Rosamaría recordó entonces el miedo que le había entrado en la torre al mirar despacio a Kásperle, y pensó que ahora ya no se asustaría de él. No era más que un muñeco que estaba vivo. Y la niña sintió una pena muy grande al oír decir al Duque:
—Quiero que ese fenómeno sea mío. Al que me lo traiga le daré una buena recompensa.

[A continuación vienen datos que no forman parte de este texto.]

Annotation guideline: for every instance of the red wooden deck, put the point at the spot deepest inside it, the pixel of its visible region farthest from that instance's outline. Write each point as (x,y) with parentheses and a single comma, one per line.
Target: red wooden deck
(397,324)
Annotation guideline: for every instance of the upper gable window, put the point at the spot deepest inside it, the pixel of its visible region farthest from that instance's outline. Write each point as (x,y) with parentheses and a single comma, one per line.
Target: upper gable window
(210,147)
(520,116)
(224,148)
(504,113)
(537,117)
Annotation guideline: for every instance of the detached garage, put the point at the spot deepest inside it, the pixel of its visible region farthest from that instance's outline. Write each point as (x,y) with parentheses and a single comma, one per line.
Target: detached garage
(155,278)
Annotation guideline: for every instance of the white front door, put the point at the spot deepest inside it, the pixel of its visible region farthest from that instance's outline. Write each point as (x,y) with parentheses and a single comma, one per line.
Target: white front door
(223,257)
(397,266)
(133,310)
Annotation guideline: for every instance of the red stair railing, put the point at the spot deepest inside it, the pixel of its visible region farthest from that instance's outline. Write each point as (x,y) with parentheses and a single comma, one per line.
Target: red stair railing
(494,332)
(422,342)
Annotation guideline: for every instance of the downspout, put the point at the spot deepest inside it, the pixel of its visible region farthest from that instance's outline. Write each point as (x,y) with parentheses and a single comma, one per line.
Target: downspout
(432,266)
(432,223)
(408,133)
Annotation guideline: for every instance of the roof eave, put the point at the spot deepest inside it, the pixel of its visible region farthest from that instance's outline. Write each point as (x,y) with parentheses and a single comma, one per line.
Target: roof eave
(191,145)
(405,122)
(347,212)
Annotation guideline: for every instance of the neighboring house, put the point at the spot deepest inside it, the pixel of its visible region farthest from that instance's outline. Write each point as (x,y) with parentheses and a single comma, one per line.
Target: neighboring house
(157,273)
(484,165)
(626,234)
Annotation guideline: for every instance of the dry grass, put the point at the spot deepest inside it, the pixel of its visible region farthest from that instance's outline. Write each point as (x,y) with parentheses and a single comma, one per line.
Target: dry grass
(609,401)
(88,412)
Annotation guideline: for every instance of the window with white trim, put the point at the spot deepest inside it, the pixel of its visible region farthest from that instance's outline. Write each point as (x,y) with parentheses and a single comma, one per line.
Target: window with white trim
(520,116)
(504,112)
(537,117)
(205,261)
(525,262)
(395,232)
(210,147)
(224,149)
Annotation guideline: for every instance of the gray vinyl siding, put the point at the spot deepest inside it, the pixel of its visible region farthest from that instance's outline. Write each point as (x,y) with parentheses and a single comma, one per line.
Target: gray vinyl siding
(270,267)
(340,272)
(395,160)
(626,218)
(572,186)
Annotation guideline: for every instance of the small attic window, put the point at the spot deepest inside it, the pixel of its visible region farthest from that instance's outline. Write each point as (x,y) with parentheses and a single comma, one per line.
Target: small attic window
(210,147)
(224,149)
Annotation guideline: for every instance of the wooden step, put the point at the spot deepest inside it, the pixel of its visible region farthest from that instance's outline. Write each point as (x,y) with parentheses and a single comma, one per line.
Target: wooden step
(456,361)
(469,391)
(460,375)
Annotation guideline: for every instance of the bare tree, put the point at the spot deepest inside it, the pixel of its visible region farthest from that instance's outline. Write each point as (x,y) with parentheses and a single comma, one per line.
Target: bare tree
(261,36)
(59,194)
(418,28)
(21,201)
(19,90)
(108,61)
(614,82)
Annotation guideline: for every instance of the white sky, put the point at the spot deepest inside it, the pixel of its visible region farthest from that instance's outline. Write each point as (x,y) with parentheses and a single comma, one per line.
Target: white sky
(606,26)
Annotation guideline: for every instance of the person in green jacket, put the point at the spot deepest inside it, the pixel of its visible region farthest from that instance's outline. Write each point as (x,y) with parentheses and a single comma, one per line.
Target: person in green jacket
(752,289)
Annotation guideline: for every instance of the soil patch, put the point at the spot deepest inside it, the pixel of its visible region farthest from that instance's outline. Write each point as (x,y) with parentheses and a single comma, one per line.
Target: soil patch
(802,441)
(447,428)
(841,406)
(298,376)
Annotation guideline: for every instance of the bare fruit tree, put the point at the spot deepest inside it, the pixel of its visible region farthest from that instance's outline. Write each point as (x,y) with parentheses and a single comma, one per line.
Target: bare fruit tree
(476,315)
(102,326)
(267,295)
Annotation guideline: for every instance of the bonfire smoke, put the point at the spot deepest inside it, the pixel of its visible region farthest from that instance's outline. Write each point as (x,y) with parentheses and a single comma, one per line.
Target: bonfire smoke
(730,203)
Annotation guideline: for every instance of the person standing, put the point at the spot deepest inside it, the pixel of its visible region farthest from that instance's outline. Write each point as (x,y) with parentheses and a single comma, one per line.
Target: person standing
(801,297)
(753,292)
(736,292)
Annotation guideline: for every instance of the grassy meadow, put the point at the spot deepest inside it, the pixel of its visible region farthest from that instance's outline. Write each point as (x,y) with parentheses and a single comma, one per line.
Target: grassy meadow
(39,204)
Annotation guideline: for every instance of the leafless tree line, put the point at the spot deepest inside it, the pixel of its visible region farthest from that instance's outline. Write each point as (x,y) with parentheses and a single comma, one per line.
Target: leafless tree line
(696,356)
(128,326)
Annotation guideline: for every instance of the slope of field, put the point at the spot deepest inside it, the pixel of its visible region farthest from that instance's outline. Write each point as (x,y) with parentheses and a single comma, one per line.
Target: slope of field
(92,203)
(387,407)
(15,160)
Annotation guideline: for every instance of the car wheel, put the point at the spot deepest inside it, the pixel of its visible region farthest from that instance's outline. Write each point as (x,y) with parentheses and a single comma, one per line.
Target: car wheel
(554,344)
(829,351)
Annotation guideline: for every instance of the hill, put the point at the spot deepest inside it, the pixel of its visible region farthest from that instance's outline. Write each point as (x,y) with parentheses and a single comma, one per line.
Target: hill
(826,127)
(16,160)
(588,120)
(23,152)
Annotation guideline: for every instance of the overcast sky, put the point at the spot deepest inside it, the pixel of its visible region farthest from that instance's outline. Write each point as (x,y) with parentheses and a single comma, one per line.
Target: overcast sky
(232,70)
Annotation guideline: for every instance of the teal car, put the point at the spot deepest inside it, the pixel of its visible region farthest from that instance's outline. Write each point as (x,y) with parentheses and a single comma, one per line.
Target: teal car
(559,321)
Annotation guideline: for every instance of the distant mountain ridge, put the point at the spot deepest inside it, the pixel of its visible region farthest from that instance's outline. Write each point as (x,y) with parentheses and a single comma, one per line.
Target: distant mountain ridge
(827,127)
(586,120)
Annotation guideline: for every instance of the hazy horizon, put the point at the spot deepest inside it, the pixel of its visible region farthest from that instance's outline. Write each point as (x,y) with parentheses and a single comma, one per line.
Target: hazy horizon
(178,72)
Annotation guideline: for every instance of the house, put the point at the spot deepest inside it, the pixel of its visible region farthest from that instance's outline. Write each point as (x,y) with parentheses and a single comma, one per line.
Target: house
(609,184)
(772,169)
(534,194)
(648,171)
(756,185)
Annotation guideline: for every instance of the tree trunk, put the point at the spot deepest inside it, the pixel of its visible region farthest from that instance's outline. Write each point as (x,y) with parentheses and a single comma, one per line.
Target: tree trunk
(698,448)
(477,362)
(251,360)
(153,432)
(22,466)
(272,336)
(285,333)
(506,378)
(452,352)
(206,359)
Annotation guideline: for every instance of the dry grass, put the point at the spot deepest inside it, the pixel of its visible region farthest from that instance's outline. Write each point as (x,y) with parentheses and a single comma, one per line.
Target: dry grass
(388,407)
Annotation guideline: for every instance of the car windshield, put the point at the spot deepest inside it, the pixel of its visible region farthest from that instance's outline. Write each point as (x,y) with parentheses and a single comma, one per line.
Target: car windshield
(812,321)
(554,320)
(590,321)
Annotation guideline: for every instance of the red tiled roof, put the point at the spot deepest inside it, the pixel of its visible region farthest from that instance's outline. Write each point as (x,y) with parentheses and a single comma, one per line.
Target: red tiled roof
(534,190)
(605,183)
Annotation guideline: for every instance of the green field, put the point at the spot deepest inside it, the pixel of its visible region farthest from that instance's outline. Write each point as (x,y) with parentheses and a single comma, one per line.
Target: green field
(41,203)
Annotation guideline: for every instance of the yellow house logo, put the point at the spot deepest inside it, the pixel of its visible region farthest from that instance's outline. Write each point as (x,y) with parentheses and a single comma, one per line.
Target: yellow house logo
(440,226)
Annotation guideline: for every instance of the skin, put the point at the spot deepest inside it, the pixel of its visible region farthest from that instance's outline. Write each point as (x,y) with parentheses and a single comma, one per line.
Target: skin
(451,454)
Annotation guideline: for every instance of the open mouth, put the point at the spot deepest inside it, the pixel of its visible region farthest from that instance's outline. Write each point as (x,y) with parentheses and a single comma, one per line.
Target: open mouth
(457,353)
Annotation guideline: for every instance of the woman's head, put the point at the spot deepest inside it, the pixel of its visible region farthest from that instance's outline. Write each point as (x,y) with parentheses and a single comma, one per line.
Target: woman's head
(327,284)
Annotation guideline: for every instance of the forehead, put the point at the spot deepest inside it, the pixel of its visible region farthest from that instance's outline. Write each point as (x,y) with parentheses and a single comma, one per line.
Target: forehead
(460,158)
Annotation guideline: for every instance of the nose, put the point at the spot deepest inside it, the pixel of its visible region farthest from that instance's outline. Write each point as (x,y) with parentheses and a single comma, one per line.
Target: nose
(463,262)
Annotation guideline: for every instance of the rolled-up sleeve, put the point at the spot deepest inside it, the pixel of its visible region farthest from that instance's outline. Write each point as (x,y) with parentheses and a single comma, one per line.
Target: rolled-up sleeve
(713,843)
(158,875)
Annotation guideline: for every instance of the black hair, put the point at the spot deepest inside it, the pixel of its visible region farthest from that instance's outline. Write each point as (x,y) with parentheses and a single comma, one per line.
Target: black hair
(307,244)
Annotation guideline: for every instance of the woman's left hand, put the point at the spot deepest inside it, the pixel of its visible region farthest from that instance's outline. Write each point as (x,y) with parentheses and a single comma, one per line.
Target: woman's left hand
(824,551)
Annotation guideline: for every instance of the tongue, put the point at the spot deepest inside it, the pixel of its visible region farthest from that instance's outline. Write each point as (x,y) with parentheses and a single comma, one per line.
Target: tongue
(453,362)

Ya me pondré de acuerdo con el muñequero de la casita del bosque, tendrá que cederme el kásperle. ¡De prisa, de prisa! ¡Que salgan diez guardias a caballo y que lleven perros, y que busquen por toda la región! ¡Quiero que el kásperle sea mío!
Y el titiritero se olvidó que había prometido a maese Fridolín devolverle el kásperle: pensaba sólo en la recompensa, y prometió al Duque llevarle el kásperle en cuanto lo encontrara.
El Duque dijo que metería a Kásperle en una jaula de oro para que no se le volviera a escapar, y los guardias salieron a caballo, y abajo en el pueblo se decían unos vecinos a otros:
—Van a dar muchísimo dinero al que encuentre al kásperle vivo.
Y varios vecinos salieron también en busca del muñeco, como si Kásperle fuera a esperarles sentado en medio del camino para dejarse atrapar como una mariposa.
La pequeña Rosamaría mientras tanto estaba echada en la cama y lloraba amargamente. Cuando su madre entró a verla, vio que la almohada de la niña estaba empapada de lágrimas. Rosamaría dijo a su madre que el pobre muñeco perseguido le daba mucha pena porque lo iban a meter en una jaula. Su madre la consoló diciendo con cariño que todavía no habían encontrado a Kásperle.
—Seguramente se refugiará en la casita del bosque —decía la madre—. Creo que es el mejor sitio para él.